I know that these are two of the most overused stories, but I want to take a look at them from a different point of view.  When I look back at my life I see so many places where I was low, carrying so much sadness and anger that I thought I could just collapse, and then someone came into my life and taught me how to be happy again.  I’ve had three knee surgeries and each time I have had a special friend who carried my heart through the pain and loneliness until I could walk again.  I have had periods of spiritual stagnation and then I have had friends show me a new way to look at God.  I have had times where I feel low and filled with darkness and then I see the light of my friend’s candle burning in their window and find a way to raise myself back to joy.
Everyone goes through these periods of grief, pain, and darkness.  It is these times that we feel so utterly alone.  It is this pain that allows the Savior to carry us via the mortal angels who walk among us each day.  He sends a new friend for us to meet, or allows us to meet our old friends again.  These people are our crutches even if they never know it.
I think of all the hundreds of people I see every day and realize how many people there actually are in the world and I feel like a starfish on the beach.  Then a friend, who also sees the billions of other starfish on the beach takes the 3 seconds out of their life to smile at me, or send me a message that simply says “thinking of you” and I feel the difference they’ve made to me.
I see all of these things and try to live my life in a way that if Christ needs me to carry someone else I have the strength in my back to do so.  And if he calls on me to pick up a starfish I do it with love for that person.  I smile at strangers not knowing who needs my grin.  I write not knowing who needs my words.  I love not knowing who is missing love from somewhere else.  I point out the beauty of the world hoping that someone else can see the world as I see it.  I laugh praying that my mirth is infectious.  I do these things so that in my moments of weakness I can see someone else doing these things and I can be happy.

Sunday, July 10, 2011

My Blog's Title

Lately I've seen several of my friend's blogs and lots of them have some wonderful things in them.  I'm terrible at keeping a journal because I always think "No one's ever gonna read this so why does it matter?"  I decided that my blog would be my journal so I hope you enjoy it.

I spent about a half hour looking around my room trying to think of good titles.  I wanted it to be clever, but not too clever.  I wanted it to be catchy, memorable, and above all I wanted it to mean something to me, and anyone who reads it, so the name of my blog is "Today's Shadow."  It means - No matter what happened yesterday, good or bad, it's in today's shadow.

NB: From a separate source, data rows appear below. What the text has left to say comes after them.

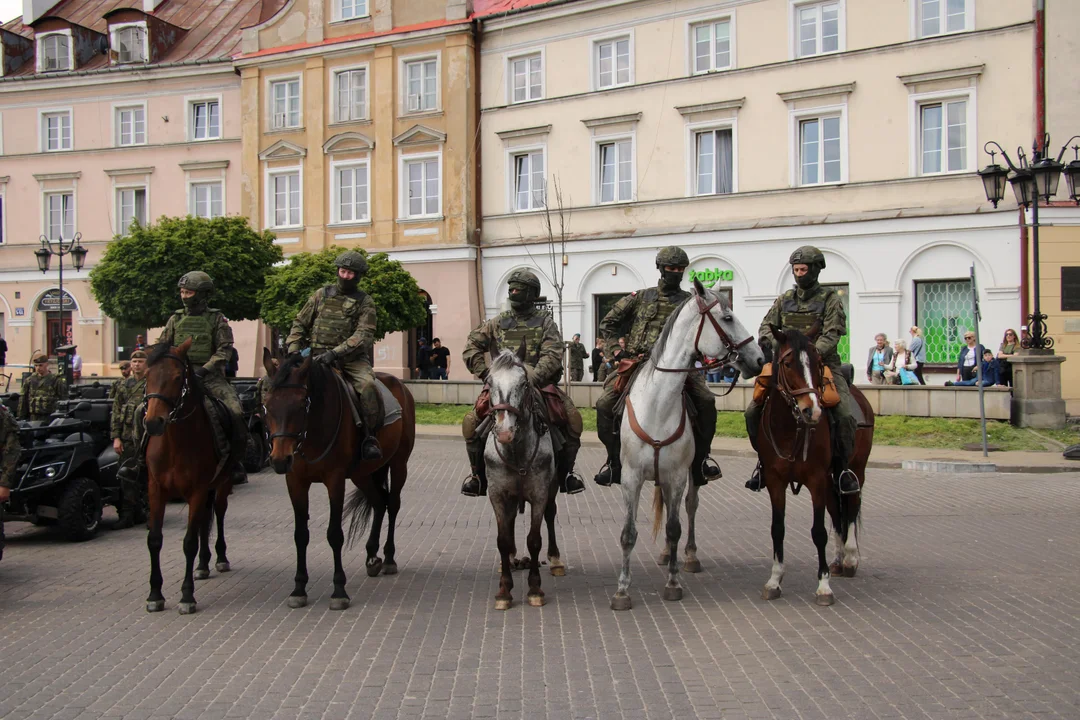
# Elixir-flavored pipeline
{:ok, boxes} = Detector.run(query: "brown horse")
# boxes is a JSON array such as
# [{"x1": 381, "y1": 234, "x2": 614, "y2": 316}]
[
  {"x1": 757, "y1": 328, "x2": 874, "y2": 606},
  {"x1": 144, "y1": 339, "x2": 232, "y2": 615},
  {"x1": 262, "y1": 350, "x2": 416, "y2": 610}
]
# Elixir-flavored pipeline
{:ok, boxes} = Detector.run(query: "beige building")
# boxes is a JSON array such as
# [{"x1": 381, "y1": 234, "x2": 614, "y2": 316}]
[{"x1": 235, "y1": 0, "x2": 481, "y2": 378}]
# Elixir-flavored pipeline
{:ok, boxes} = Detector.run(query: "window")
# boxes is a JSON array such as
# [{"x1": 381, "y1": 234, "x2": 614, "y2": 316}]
[
  {"x1": 916, "y1": 0, "x2": 968, "y2": 38},
  {"x1": 597, "y1": 139, "x2": 634, "y2": 203},
  {"x1": 513, "y1": 150, "x2": 546, "y2": 210},
  {"x1": 112, "y1": 25, "x2": 146, "y2": 64},
  {"x1": 191, "y1": 182, "x2": 225, "y2": 220},
  {"x1": 334, "y1": 163, "x2": 369, "y2": 223},
  {"x1": 594, "y1": 37, "x2": 631, "y2": 90},
  {"x1": 270, "y1": 78, "x2": 300, "y2": 130},
  {"x1": 919, "y1": 99, "x2": 968, "y2": 175},
  {"x1": 38, "y1": 35, "x2": 71, "y2": 72},
  {"x1": 334, "y1": 70, "x2": 367, "y2": 122},
  {"x1": 694, "y1": 127, "x2": 734, "y2": 195},
  {"x1": 117, "y1": 188, "x2": 146, "y2": 235},
  {"x1": 915, "y1": 279, "x2": 975, "y2": 365},
  {"x1": 799, "y1": 116, "x2": 841, "y2": 185},
  {"x1": 795, "y1": 2, "x2": 840, "y2": 57},
  {"x1": 405, "y1": 158, "x2": 442, "y2": 217},
  {"x1": 270, "y1": 171, "x2": 300, "y2": 228},
  {"x1": 510, "y1": 53, "x2": 543, "y2": 103},
  {"x1": 191, "y1": 100, "x2": 221, "y2": 140},
  {"x1": 41, "y1": 110, "x2": 71, "y2": 152},
  {"x1": 45, "y1": 192, "x2": 75, "y2": 240},
  {"x1": 690, "y1": 19, "x2": 731, "y2": 73},
  {"x1": 117, "y1": 105, "x2": 146, "y2": 145},
  {"x1": 405, "y1": 57, "x2": 438, "y2": 112}
]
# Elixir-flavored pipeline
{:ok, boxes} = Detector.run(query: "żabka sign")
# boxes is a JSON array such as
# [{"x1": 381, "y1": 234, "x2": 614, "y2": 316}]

When I was 14 years old I was struggling with many facets of my life: social, emotional, family...etc.  I talked to a close family friend and he told me about a centuries old political philosophy that I could apply to my own life.  He said "Tabula Rasa."  Latin for "Clean Slate."  He told me that everyday when I woke up I could forget about everything that has ever happened in my past that has been bad and have clean slate.  Each morning I could have a good day, a fresh day, regardless of anything else that was going on in my life.  If I chose to be happy I could be.  I now live my life that way.  I wake up each morning with a smile on my face, keep a smile there all day, and fall asleep the same way.  My life is not easy, in fact it is very difficult, as are all lives, but I have chosen to be happy and face my trials with joy and so I am happy.

No matter what is happening in your life right now, always remember "Tabula Rasa," but you never have to remember "Today's Shadow."  Today is a new day.  Run into it.  Embrace this new day.